I would like to add the importance of non sexual contact. In my experience, I see women physically touch each other quite freely but that's not true with men. It feels like my partner drinks up physical touch outside the bedroom. He/we enjoy when I walk past him and touch his shoulder or arm or some other "safe" place. Holding hands as we walk from the car into a restaurant. An impromptu hug.
This additional physical contact has allowed him to feel safe enough to open up and speak freely with me about his feelings. It's like his walls have come down and he trusts me. Men may not be the greatest communicators and I believe women should listen carefully when their guy opens up. I focus more on the emotion and less on the words. What is he trying to convey, what does he want only me to know? I never reply right away. I give him time to continue his thoughts.
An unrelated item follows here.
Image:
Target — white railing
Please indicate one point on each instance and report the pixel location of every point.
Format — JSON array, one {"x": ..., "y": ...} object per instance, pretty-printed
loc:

When I speak, I keep in mind that men are "fixers". What do I want him to do about whatever I'm talking about. If I just want him to listen, I say so. If he seems uncomfortable, not knowing what to say or do, I get closer to him and ask for a hug. He "fixed" it for me and we both feel good.
We don't need each other for any tangible reason; we've made our way in the world for 50+ years just fine thank you. We need each other on a deeper/emotional level. We choose to be together because we want to be together.
How many ways can you let your partner know that you love and care? Use less words and more physical actions. Get on the couch with him and put his arm around you, let him touch your skin, touch his. It is a bold move! Give what you want to receive. Thank him with a sweet kiss for changing the light bulb. Of course you could have done it yourself but your partner did it for you. Remember: Inconsideration is the silent killer of relationships.
Will we burn out in a year? We might. We have had wonderful, deep, emotional conversations, physical touch, that fantastic release of dopamine and oxytocin from being in love. If it ends tomorrow, I am still better for the experience.